Since EU Insolvency Regulations (EIR) does not apply to these cases, we need to look at other regulations to deal with these situations. Presently, insolvency-related domestic laws of each EU member state will apply to conduct the proceedings further. These change requires additional steps and formal applications to ensure that both countries are on the same page.

Here are a few things you should know:

Recognition of EU Insolvency Proceedings in the UK

The end of the transition period marks the beginning of cross-border insolvency post-Brexit. Any new EU insolvency proceedings seeking recognition and enforcement in the UK will have to adhere to British Cross-Border Insolvency Regulations. That includes adopting the United Nations Commission on International Trade Law (UNCITRAL) Model Law on Cross-Border Insolvency.

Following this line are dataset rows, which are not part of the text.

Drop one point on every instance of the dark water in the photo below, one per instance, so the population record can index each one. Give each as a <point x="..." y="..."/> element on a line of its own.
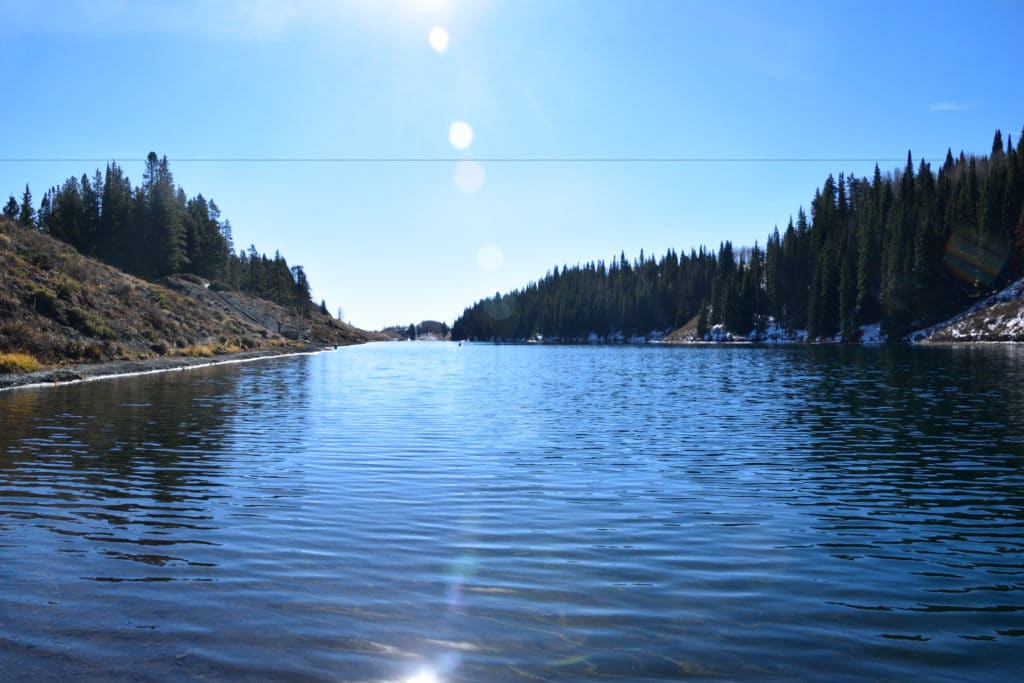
<point x="428" y="512"/>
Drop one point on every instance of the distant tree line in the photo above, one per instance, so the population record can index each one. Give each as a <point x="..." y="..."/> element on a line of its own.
<point x="904" y="249"/>
<point x="155" y="229"/>
<point x="434" y="329"/>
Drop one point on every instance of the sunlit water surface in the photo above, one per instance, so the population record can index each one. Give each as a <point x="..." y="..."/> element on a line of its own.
<point x="429" y="512"/>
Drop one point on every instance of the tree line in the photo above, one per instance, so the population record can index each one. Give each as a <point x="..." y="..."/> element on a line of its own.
<point x="904" y="249"/>
<point x="156" y="229"/>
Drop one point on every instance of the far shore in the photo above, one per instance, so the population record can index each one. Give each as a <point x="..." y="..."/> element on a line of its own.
<point x="62" y="375"/>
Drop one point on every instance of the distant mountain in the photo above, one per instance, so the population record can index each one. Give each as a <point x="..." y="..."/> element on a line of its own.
<point x="885" y="255"/>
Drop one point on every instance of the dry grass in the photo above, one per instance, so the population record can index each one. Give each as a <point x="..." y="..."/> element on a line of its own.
<point x="18" y="363"/>
<point x="209" y="350"/>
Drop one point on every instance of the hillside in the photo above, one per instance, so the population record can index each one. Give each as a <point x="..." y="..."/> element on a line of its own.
<point x="58" y="308"/>
<point x="996" y="318"/>
<point x="893" y="252"/>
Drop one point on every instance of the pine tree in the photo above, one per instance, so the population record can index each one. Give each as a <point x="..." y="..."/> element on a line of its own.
<point x="11" y="209"/>
<point x="27" y="216"/>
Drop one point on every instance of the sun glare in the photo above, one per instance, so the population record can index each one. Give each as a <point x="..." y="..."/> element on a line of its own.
<point x="460" y="135"/>
<point x="438" y="39"/>
<point x="469" y="175"/>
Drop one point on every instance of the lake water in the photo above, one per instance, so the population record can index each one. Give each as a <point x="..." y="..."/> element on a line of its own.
<point x="431" y="513"/>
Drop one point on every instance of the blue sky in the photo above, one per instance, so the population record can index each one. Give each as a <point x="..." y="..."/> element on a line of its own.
<point x="321" y="127"/>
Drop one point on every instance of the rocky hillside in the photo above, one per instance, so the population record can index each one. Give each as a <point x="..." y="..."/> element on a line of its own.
<point x="58" y="307"/>
<point x="996" y="318"/>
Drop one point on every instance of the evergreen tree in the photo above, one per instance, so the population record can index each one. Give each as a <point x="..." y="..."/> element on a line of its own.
<point x="11" y="209"/>
<point x="27" y="215"/>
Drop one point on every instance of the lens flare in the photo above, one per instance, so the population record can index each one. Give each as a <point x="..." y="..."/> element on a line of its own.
<point x="469" y="175"/>
<point x="460" y="134"/>
<point x="438" y="39"/>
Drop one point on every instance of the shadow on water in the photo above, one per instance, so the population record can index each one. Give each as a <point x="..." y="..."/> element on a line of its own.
<point x="520" y="513"/>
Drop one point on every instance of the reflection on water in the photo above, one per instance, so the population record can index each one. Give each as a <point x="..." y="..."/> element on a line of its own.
<point x="430" y="512"/>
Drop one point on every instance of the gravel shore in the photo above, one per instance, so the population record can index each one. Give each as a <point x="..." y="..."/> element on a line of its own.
<point x="96" y="371"/>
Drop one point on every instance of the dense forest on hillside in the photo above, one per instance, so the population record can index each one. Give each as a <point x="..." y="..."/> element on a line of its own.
<point x="904" y="249"/>
<point x="155" y="229"/>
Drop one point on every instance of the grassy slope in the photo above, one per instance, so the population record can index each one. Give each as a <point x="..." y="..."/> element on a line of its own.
<point x="61" y="307"/>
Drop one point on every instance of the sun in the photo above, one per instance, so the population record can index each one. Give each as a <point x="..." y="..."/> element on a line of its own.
<point x="460" y="135"/>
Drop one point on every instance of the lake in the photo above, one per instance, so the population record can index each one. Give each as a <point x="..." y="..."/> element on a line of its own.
<point x="431" y="513"/>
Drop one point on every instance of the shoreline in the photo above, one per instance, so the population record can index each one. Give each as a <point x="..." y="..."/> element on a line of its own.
<point x="61" y="376"/>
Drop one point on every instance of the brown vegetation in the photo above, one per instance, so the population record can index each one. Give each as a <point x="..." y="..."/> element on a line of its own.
<point x="59" y="307"/>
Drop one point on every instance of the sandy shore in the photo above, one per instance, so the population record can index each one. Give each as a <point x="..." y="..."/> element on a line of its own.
<point x="98" y="371"/>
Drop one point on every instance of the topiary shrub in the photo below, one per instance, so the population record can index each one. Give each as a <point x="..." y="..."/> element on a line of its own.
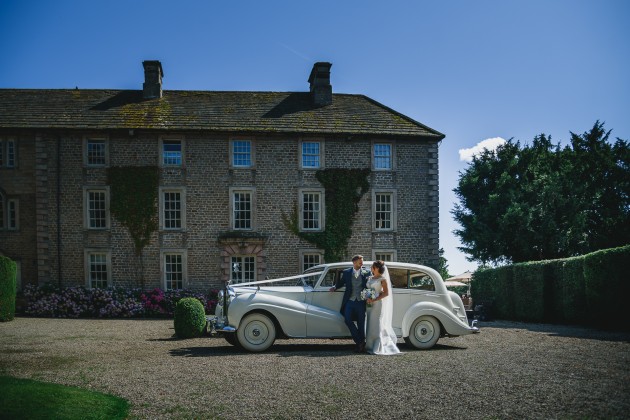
<point x="190" y="318"/>
<point x="7" y="288"/>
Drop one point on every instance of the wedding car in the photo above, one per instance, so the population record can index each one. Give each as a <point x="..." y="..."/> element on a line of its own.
<point x="252" y="315"/>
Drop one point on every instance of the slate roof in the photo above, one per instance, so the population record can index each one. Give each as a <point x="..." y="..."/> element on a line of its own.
<point x="271" y="112"/>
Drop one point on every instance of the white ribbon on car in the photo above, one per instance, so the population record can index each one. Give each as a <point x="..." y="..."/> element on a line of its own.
<point x="259" y="282"/>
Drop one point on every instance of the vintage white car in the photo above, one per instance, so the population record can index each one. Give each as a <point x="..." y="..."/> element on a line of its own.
<point x="252" y="315"/>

At present, only four out of twenty-seven EU member states have agreed to use the UNCITRAL Model Law. These members include Poland, Greece, Romania, and Slovenia. Their acceptance simplifies the rules surrounding recognition and enforcement of cross-border insolvency laws.

Before Brexit, these rules applied to all non-EU insolvency cases that originated outside the UK. The proceedings require a formal court application by foreign officeholders who deal with financial assets in the UK. The request gets thoroughly reviewed to evaluate the ‘insolvent’s main interests’.

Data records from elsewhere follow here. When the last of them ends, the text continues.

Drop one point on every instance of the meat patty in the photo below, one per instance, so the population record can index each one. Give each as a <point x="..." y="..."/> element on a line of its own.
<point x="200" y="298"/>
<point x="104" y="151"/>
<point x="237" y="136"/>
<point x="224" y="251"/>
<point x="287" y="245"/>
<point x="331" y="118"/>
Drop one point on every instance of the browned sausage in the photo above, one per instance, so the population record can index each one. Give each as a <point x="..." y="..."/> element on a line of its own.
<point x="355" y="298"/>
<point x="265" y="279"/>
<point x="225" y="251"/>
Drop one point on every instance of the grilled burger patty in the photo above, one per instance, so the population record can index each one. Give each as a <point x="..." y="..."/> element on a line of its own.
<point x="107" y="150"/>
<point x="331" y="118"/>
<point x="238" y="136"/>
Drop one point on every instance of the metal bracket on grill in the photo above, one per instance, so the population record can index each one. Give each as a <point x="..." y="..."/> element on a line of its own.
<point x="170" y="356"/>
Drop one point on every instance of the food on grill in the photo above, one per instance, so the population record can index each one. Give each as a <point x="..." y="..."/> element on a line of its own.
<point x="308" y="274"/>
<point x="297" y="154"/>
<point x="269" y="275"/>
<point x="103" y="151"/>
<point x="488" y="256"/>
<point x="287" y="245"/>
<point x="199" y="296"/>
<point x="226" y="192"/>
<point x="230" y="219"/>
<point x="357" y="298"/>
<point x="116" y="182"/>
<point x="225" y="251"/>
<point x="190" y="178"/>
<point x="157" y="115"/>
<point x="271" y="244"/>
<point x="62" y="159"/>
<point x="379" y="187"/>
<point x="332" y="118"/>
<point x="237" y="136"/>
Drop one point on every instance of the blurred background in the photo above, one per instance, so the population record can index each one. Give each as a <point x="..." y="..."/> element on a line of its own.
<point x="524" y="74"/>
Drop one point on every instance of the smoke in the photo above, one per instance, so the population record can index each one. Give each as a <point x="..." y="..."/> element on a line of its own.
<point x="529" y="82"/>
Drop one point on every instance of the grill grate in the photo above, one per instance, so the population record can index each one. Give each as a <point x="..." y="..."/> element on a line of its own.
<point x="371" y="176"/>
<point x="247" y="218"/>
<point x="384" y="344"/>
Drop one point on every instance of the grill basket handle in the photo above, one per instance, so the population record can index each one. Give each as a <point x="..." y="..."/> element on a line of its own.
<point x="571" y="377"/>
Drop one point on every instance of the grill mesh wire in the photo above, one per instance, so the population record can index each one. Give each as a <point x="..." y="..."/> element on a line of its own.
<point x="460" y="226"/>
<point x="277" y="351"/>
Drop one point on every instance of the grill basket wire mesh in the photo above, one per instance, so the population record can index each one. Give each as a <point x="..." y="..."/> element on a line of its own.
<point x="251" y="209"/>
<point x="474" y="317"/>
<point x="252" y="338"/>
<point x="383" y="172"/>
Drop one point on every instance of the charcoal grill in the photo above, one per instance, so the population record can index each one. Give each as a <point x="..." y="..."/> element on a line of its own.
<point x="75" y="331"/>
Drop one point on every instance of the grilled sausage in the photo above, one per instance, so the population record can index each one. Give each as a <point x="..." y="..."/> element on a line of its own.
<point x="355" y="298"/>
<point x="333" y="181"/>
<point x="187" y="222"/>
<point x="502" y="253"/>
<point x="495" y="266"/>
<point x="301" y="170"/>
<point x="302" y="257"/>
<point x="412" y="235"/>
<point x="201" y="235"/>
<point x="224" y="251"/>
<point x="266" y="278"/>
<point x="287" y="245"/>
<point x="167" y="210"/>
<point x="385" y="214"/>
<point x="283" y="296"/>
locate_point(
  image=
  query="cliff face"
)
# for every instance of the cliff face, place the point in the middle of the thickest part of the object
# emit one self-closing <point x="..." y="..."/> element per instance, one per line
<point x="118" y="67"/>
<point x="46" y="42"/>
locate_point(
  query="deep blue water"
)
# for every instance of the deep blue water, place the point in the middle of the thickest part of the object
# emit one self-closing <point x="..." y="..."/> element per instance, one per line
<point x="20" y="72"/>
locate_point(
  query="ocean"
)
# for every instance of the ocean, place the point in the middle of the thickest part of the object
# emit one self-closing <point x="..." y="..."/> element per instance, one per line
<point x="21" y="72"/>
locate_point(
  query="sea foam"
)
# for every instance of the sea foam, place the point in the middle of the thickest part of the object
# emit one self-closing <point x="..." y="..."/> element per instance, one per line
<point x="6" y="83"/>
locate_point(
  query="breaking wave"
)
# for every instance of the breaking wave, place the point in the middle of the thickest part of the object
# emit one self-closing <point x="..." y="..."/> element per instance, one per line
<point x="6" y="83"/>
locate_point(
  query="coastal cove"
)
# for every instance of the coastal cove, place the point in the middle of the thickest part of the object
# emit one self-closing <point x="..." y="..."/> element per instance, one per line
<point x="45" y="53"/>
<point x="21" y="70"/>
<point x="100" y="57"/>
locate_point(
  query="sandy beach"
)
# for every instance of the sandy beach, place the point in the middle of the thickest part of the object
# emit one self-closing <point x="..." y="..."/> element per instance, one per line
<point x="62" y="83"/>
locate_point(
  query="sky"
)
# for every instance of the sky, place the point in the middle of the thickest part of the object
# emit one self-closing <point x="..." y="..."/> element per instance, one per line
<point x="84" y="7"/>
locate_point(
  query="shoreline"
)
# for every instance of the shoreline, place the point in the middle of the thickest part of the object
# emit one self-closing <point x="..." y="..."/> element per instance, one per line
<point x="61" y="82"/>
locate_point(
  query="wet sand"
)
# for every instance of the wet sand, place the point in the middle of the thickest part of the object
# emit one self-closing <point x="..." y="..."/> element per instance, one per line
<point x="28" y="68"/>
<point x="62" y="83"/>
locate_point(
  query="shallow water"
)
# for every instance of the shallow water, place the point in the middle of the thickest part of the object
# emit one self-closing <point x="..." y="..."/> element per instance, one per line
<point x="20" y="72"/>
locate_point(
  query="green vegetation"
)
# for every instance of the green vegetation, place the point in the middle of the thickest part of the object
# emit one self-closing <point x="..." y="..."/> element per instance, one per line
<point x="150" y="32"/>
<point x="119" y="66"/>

After that, the court will provide relevant assistance to support the foreign officeholder. If the foreign insolvency proceedings get recognised as the primary proceeding, the English court will hold their civil proceedings against the debtor. In these situations, the English court grants complete authority to foreign officeholders. That means the insolvency practitioners can freely manage assets present in the UK unless stated otherwise.

Recognition of English Insolvency Proceedings in the EU

The European Regulation on Insolvency Proceedings (the EIR) no longer applies to the UK. That means the EU will not recognise any English insolvency proceedings by default. The UK officeholder must provide relevant evidence to support their case. 

There are multiple ways to acquire recognition:

  • The EU court can initiate a parallel proceeding to verify the evidence and facts of the case.
  • Or, the UK officeholder can send an official request to the EU court to recognise the cross-border insolvency proceedings taking place in their country. 
  • Other EU member states can adopt the UNCITRAL to streamline the process.

The final decision depends on local authorities and laws surrounding insolvency in each EU member state. For instance, Belgium will give you a different verdict than Poland and vice versa.

What Next?

Cross-border insolvency proceedings presents several new challenges for practitioners. The lack of automatic recognition in EU states can inhibit the process. The presence of non-EU insolvency regulations that were used for other countries streamlines the process. These rules and the English court’s eagerness to assist distressed debtors can guarantee a fair resolution.

You can gain more clarity on the legal proceedings revolving cross-border insolvency post-Brexit with strategic alterations in your contracts and claims.